Jusqu’où peut-on laisser faire le marché ?

Michael Sandel, professeur de droit à Harvard, s’est penché sur l’économie des passe-droits accordés aux individus, moyennant finance, à tous les moments de l’existence. Nous n’avons pas vraiment eu de débat sur la question, remarque-t-il. Jusqu’où peut-on laisser faire le marché ? Jusqu’où sert-il le bien public, à partir de quand l’érode-t-il ?
Aujourd’hui, on peut payer pour couper la file dans de nombreux lieux, comme les parcs d’attractions. Sur les autoroutes de Minéapolis, Seattle, San Diego et d’autres métropoles congestionnées des États-unis, on peut payer son accès à la voie rapide, à des tarifs qui fluctuent selon l’état du trafic. La possibilité d’acheter des privilèges s’est même étendue… à la prison : dans le comté de Santa Barbara, en Califormie, un détenu peut obtenir une cellule plus confortable pour 90 dollars par nuit.

Sandel relève également de nouvelles manières de gagner de l’argent pour les individus : servir de cobaye humain pour l’industrie pharmaceutique (autour de 7500 dollards, parfois davantage si le traitement est handicapant ou si des complications surviennent) ou louer ses services à des entreprises de mercenariat opérant au proche-Orient (1000 dollars par jour).

Dans cet inventaire de la marchandisation post-moderne, la démonstration prend un tour nouveau quand le juriste repère une transaction qui bafoue l’idéal démocratique américain. Elle a lieu tous les jours au Capitole de Washington. Les audiences du Congrès sont publiques, mais la queue pour y assister est interminable, à la grande frustration des lobbyistes. Des compagnies recrutent donc des gens pour faire la queue à leur place, moyennant rétribution. Ces individus, affirme Sandel, seraient en grande majorité des sans domicile fixe.

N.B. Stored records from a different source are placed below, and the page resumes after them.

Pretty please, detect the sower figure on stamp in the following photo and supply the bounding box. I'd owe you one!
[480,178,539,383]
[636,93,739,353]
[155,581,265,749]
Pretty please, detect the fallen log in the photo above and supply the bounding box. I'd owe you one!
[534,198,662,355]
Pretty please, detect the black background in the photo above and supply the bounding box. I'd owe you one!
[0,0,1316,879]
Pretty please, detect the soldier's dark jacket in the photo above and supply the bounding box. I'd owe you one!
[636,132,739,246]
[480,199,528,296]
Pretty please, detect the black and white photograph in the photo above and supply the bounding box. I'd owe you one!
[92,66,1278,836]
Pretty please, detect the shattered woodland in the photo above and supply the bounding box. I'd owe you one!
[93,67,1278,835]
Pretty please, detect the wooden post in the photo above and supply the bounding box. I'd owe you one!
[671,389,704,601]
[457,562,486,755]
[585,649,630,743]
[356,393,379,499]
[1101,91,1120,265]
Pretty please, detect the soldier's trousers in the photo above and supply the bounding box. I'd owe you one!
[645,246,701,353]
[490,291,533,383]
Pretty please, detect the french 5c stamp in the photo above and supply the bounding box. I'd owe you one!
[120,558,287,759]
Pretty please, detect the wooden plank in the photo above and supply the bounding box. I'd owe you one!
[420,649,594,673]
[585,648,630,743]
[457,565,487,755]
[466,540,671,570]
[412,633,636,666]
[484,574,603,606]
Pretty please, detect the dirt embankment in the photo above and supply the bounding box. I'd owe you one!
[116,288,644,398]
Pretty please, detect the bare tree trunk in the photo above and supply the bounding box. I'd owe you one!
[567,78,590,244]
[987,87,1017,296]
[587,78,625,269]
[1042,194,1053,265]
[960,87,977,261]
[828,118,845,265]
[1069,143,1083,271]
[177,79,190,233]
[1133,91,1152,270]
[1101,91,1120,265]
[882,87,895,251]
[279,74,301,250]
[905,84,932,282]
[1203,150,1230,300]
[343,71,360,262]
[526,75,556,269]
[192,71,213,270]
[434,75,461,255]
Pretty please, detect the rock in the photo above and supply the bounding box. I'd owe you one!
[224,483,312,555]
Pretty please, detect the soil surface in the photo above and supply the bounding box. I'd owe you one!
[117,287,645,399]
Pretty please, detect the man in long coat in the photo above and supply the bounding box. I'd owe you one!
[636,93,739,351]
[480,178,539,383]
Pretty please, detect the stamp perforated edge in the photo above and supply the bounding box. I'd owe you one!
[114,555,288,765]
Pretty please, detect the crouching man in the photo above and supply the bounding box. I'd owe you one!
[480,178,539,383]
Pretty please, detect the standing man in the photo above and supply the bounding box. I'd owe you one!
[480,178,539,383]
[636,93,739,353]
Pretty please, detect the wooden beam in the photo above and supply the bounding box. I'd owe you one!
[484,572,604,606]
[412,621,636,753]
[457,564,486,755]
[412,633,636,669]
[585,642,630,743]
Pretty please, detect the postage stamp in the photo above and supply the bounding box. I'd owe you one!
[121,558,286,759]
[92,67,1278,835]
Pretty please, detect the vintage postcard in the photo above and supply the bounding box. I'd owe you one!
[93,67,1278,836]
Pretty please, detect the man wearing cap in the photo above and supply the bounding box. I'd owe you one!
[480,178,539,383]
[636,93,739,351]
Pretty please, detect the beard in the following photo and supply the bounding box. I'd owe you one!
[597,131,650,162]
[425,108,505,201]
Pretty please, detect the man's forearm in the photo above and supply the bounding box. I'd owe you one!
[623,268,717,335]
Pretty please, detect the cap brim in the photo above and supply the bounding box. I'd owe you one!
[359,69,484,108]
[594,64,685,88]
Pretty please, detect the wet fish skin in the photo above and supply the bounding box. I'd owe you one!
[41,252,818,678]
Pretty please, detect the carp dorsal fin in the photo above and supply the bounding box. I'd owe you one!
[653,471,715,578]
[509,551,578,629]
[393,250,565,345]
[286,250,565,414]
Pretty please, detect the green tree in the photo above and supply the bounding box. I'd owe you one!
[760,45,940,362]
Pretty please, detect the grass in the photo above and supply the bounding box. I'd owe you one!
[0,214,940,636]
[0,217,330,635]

Tout le monde devrait pourtant avoir un accès égal aux institutions, objecte-t-il.

La valeur que la société de marché met le plus en danger, selon lui, est la communality, le sens de la vie collective. Lui-même a grandi à Minneapolis au milieu des années 1960, et il était fan des Twins, l’équipe de base-ball de la ville. Au stade, toutes les places coûtaient à peu près le même prix : 3,50 dollars pour la tribune d’honneur, 1 dollar pour une place en virage. Patrons et employés faisaient la queue pour manger les mêmes hot-dogs et boire les mêmes bières sans bulles. Quand il pleuvait, tout le monde était trempé… Tout cela est terminé. Si vous allez dans les stades, aujourd’hui, il y a des espaces réservés, vitrés, où les privilégiés s’isolent du reste du monde. Ce n’est plus le même mélange des classes. Ce n’est plus la même queue pour les toilettes. Quand il pleut, certains ne sont pas mouillés. De plus en plus, ajoute-t-il, les gens fortunés et les gens modestes vivent des vies séparées, vont à l’école et font leurs courses sans se croiser.

Extrait d’un article de Maxime Robin dans Le Monde diplomatique de septembre 2015.